Apesar do combate entre GSP e Nick Diaz, Scott Coker pediu paciência aos torcedores para a formação de novas lutas

Os fãs que aguardavam a realização de lutas como Alistair Overeem contra Junior Cigano e de Fedor Emelianenko contra Cain Velásquez terão que aguardar um pouco mais. Apesar da saída recente de Nick Diaz para o UFC, o presidente do Strikeforce Scott Coker negou nesta terça-feira que outros lutadores deverão seguir o mesmo caminho, vetando os combates entre os pesados das duas entidades nos próximos meses.

“Por enquanto nenhum outro lutador irá mudar de lado.
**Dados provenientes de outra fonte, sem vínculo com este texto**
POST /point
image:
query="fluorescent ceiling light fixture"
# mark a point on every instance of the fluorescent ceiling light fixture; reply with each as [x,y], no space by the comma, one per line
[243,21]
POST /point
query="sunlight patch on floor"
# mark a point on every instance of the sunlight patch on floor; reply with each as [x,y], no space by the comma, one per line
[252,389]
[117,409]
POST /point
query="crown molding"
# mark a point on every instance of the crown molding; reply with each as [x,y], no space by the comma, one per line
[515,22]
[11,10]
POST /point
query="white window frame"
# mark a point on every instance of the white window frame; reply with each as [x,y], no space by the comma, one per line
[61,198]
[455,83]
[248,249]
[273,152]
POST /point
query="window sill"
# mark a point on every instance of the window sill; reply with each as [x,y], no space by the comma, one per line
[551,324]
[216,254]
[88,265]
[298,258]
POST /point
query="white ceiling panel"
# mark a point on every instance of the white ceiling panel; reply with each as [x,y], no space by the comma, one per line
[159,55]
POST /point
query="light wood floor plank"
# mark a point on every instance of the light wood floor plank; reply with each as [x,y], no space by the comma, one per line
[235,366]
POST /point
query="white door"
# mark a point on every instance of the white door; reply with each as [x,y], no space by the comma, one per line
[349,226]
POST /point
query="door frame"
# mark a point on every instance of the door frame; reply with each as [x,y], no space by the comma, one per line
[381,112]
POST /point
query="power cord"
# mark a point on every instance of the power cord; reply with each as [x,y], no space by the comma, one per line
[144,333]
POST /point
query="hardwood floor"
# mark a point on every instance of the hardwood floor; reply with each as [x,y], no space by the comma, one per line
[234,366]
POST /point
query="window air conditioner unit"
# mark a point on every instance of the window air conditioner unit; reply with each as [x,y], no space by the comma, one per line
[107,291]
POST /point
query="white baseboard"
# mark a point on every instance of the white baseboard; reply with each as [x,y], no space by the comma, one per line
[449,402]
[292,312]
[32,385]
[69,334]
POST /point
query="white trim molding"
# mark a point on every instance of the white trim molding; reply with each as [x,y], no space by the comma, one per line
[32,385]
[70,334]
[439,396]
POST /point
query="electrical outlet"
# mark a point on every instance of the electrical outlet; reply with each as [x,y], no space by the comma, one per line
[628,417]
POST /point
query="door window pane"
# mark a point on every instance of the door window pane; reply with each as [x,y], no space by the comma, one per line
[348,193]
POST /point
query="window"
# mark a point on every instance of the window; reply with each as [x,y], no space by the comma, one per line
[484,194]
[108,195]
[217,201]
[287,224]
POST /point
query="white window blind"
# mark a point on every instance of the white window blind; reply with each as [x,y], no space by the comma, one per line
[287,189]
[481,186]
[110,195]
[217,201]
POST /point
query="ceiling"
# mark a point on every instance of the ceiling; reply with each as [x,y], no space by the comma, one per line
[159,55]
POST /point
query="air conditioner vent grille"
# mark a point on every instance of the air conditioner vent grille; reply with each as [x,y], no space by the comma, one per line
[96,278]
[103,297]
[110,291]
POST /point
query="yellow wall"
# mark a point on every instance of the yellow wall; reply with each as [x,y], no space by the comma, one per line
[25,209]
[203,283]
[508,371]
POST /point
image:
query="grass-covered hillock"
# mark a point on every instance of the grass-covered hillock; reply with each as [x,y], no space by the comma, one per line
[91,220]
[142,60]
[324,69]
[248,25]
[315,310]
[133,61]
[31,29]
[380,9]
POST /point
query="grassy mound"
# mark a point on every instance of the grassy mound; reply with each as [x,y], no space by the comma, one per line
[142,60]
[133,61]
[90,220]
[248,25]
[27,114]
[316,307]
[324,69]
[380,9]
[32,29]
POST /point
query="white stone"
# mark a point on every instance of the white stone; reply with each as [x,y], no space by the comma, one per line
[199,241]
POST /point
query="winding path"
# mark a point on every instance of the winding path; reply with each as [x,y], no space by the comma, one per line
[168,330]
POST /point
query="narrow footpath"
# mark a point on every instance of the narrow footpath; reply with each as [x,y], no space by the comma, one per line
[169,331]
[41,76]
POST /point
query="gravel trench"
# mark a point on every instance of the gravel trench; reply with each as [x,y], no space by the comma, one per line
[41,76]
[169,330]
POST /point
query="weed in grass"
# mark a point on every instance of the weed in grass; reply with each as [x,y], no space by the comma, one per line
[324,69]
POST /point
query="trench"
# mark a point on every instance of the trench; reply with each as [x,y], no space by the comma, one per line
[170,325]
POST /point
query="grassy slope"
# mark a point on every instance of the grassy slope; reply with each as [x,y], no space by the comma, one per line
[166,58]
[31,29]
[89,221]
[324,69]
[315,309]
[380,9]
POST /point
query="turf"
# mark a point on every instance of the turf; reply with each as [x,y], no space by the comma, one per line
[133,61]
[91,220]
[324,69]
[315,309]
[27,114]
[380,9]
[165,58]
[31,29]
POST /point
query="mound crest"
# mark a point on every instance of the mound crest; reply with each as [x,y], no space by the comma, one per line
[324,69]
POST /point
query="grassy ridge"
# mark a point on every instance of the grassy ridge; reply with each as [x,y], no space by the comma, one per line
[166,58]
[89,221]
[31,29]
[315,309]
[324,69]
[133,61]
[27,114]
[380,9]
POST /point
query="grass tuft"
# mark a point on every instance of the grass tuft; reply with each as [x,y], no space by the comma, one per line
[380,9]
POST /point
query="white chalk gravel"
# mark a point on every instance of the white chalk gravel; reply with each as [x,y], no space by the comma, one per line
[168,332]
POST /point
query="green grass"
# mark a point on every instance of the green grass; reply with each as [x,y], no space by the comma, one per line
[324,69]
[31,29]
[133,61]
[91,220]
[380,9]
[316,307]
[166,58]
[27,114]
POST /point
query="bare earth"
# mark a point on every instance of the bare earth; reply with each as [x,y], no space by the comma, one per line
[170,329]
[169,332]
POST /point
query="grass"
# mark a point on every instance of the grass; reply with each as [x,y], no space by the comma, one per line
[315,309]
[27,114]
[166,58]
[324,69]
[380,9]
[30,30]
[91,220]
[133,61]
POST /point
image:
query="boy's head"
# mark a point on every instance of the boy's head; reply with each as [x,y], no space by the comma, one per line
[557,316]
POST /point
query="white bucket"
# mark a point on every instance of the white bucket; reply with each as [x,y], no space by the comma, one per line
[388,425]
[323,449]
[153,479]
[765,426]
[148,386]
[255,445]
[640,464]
Esta será a política da nossa companhia. Temos um negócio a gerir e um acordo televisivo com o Showtime [canal norte-americano]. Com o tempo, essas lutas que os torcedores desejam vão acontecer, mas eles precisam ser pacientes”, afirmou o empresário ao site MMA Junkie.

No mês passado, as duas franquias anunciaram o combate entre os campeões dos leves Georges St-Pierre e Nick Diaz , o que abriu um precedente para superlotas entre atletas das duas entidades.

Porém, mesmo sendo comprado pelo UFC , o Strikeforce ainda possui um contrato de mais de um ano com o Showtime que impede a fusão dos dois torneios. É por este motivo que Scott Coker vetou a chance de novas transferências de atletas tão cedo.

“Temos obrigações a cumprir. É claro que são lutas que todos esperam. Que tal uma luta entre Antônio ‘Pezão’ Silva e Brock Lesnar ou Shane Carwin? Podemos fazer grandes lutas, que seriam fantásticas, mas não agora”, concluiu o chefão do Strikeforce.